I've noticed quite an increase in non-commercial project developer communities that use Slack as their primary medium of communication, particularly for help and developer-related inquiries.
My gut reaction to this is a negative one, where I feel like the siloing of developer releated questions and answers is against the nature of the web, and more importantly detremental to the community itself, as it prevents discovery of previous discussions in forums, Google Groups, Stackoverflow etc.
How do you feel about these?
First of all, they have to rely heavily on hacks to store information long-term because of the 10,000 message limit.
Second, even with fairly diligent use of Google Docs for important stuff, tons of info is still lost. I've got a slack where I have DMs with four different people starred. But for two of the four, I have no idea why, because I don't recognize the names and the entire conversation history is gone.

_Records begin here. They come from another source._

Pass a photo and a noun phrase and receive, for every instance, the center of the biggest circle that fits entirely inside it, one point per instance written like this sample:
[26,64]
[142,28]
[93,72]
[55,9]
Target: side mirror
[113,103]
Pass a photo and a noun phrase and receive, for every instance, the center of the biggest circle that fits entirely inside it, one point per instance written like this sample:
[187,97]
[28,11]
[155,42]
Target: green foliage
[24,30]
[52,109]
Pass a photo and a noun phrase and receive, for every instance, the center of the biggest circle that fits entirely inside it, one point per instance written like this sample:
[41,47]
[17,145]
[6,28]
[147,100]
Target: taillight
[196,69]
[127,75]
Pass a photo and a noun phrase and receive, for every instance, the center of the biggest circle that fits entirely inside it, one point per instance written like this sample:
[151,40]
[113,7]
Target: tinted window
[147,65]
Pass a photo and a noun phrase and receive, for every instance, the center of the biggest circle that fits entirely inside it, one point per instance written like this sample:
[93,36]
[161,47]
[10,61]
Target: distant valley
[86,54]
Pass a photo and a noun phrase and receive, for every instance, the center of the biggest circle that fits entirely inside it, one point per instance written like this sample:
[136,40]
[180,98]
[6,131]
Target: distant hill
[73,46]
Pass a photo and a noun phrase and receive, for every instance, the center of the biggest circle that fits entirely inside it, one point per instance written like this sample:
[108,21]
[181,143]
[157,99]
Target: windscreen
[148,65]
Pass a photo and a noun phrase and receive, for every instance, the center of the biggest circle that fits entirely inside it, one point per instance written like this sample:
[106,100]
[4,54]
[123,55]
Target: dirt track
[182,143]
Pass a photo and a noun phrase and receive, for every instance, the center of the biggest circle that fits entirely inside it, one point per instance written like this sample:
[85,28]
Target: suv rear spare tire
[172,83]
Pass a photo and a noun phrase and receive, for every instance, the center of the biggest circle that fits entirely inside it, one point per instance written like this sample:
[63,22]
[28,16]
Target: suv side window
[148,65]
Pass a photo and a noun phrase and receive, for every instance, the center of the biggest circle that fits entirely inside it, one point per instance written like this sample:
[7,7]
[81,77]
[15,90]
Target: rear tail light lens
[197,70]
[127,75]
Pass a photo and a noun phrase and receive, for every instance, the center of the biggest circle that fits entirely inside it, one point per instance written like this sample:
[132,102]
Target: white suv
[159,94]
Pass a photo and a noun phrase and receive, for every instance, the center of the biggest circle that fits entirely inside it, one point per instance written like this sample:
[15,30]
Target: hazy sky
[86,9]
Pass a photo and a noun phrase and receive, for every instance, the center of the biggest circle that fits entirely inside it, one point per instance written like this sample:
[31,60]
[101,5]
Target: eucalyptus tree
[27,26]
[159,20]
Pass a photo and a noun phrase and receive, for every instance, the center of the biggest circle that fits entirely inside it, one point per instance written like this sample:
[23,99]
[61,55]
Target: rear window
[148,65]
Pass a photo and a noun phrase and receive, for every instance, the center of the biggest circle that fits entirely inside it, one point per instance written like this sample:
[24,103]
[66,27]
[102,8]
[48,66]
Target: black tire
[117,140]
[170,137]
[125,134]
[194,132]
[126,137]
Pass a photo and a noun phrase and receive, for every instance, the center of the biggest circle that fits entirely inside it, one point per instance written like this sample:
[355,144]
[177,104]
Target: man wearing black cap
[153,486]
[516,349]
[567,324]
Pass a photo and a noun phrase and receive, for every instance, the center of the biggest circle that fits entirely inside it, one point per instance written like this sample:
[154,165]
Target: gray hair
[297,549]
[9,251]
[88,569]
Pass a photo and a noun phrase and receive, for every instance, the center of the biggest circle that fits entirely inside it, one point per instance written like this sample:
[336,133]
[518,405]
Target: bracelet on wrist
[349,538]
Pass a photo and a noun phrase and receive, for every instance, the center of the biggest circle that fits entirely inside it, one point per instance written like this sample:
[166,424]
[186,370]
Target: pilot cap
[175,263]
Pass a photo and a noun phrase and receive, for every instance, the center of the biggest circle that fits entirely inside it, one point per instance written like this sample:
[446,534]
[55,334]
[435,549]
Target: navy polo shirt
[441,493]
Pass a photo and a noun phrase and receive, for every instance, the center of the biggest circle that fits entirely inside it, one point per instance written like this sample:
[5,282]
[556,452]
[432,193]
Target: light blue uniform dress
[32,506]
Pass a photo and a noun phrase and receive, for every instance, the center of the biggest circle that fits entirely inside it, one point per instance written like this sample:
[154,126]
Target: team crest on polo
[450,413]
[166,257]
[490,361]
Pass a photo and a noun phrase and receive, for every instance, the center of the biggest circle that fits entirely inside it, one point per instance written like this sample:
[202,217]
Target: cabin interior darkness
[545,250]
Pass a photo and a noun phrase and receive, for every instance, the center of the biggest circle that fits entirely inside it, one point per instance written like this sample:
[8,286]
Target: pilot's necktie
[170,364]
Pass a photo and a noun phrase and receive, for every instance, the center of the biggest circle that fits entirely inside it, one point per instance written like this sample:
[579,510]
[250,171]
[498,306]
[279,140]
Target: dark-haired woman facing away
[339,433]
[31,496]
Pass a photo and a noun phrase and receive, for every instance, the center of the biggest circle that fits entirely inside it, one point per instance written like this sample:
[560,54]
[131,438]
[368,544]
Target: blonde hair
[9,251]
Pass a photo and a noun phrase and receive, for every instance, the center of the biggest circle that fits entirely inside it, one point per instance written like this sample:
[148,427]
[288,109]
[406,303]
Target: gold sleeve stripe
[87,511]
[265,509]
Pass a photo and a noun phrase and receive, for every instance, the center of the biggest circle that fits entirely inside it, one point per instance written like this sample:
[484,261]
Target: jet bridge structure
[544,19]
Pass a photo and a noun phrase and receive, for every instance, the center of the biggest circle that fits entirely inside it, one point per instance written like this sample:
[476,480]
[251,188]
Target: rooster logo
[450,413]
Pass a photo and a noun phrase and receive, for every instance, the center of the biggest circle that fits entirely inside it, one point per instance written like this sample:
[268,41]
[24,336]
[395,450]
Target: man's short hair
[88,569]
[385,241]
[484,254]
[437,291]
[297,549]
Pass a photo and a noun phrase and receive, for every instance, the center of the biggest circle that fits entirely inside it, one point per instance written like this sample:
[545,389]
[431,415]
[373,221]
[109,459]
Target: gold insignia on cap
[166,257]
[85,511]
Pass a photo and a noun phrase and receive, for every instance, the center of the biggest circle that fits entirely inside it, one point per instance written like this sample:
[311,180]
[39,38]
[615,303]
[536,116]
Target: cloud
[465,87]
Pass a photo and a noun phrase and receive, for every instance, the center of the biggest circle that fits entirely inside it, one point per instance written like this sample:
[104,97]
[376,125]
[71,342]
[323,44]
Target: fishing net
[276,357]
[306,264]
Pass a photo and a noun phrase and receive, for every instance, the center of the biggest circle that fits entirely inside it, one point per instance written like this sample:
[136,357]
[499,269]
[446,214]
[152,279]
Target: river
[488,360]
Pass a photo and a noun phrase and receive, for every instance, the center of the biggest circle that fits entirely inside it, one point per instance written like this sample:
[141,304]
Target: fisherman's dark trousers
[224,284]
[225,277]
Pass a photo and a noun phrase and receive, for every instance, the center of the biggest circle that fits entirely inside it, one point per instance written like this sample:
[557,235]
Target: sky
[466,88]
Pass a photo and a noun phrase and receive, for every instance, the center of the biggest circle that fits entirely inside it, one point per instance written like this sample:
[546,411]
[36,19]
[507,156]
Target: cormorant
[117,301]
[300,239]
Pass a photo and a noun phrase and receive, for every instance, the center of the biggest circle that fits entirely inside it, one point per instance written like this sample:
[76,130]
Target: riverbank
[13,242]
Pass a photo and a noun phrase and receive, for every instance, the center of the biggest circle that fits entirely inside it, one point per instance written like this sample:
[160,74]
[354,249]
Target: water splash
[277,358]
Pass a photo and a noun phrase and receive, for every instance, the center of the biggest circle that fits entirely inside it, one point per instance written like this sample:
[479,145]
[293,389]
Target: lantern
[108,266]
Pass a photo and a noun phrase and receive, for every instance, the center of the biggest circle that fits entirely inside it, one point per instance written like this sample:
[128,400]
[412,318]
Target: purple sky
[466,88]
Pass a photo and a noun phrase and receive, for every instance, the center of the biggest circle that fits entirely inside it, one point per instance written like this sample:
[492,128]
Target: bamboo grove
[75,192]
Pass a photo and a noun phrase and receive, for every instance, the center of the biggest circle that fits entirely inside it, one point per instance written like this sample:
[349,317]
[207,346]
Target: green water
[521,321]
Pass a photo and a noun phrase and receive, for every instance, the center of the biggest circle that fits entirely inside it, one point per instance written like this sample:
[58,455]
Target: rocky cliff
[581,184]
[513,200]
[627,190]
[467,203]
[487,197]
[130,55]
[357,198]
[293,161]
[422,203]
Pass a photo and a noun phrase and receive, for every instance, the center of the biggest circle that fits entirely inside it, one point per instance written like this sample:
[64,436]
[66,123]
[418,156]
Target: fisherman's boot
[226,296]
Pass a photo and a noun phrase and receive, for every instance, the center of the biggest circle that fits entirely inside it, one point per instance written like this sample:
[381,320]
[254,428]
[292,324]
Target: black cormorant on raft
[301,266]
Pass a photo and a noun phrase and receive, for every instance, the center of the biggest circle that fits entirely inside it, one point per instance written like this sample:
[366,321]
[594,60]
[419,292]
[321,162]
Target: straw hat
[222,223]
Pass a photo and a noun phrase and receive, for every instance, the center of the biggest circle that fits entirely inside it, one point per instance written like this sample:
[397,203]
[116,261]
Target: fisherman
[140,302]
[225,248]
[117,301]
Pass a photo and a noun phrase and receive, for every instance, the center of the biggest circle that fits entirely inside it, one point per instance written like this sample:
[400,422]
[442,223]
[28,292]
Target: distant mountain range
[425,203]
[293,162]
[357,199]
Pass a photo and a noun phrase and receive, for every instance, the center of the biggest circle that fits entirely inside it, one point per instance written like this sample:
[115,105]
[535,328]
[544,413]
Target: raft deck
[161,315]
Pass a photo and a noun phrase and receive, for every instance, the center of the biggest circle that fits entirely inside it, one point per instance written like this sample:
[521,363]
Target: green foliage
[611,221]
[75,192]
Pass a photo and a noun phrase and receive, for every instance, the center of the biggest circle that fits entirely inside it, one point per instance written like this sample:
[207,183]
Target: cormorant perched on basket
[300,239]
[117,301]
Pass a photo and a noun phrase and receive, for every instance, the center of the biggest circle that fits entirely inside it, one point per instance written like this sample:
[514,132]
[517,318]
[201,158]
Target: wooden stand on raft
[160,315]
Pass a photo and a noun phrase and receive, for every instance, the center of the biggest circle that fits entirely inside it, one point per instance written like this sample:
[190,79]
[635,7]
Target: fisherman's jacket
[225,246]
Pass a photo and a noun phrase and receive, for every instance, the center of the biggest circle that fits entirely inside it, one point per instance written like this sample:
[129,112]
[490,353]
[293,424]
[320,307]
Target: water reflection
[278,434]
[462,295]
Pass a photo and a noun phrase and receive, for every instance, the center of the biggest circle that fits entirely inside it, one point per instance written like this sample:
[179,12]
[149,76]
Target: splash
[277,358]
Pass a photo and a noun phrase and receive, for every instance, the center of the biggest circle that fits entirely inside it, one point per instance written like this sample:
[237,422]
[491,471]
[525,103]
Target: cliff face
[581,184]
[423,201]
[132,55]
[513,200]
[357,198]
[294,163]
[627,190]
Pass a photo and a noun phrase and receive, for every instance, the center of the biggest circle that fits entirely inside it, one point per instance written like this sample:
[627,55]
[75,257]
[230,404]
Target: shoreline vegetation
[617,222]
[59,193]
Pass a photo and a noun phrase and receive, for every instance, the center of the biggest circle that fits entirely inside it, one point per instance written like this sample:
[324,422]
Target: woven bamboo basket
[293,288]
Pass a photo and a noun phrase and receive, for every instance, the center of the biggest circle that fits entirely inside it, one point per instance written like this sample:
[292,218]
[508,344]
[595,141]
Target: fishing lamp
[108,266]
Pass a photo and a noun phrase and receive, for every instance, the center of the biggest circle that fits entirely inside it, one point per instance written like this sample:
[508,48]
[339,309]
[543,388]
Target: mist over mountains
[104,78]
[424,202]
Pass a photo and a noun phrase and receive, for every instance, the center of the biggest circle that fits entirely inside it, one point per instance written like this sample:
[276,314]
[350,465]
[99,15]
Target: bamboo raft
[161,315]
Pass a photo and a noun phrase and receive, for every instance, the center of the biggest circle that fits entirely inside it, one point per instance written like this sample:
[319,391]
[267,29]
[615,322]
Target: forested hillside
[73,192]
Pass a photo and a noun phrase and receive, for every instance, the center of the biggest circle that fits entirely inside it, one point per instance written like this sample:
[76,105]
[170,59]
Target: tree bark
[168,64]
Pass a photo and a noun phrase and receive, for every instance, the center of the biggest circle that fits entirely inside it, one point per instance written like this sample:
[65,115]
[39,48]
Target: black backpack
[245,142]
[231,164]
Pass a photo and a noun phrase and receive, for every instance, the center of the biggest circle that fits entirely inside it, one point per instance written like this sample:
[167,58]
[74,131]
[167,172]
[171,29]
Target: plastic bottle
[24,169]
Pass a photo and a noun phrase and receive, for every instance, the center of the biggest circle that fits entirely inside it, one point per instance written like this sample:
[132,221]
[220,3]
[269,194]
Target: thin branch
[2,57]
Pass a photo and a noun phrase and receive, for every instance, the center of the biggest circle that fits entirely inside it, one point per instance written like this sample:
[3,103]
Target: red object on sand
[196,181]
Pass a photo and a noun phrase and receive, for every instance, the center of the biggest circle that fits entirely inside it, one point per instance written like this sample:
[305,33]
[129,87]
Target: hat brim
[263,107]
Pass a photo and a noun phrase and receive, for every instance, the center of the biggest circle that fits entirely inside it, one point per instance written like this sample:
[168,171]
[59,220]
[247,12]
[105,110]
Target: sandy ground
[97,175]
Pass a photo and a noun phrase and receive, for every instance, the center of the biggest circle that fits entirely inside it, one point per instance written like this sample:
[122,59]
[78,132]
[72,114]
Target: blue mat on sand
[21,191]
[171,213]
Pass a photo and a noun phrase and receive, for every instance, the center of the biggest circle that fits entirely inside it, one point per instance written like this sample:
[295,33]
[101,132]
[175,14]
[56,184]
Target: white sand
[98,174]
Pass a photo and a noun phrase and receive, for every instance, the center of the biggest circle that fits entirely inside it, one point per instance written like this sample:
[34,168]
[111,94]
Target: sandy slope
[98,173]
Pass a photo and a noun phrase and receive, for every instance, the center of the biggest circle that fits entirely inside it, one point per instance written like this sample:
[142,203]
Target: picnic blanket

Third, where the message limit is less of an issue, and low barrier to entry is important -- ones with a lower activity rate, and where the community is not super close-knit -- tend to suffer from constant challenges to the group's norms. People drift in and out, wanting to argue again and again about how it's OK for them to use exclusively male pronouns all the time, or how it's OK for them to discuss irrelevant topics. This takes up a ton of the message history, and lowers the information density.
Like it or not, IRC, with a web client, and a publicly available archive that is searchable, is far more functional for this situation. Paid Slack is a pretty good tool for work communication, but the free version, for now, doesn't translate well to open communities.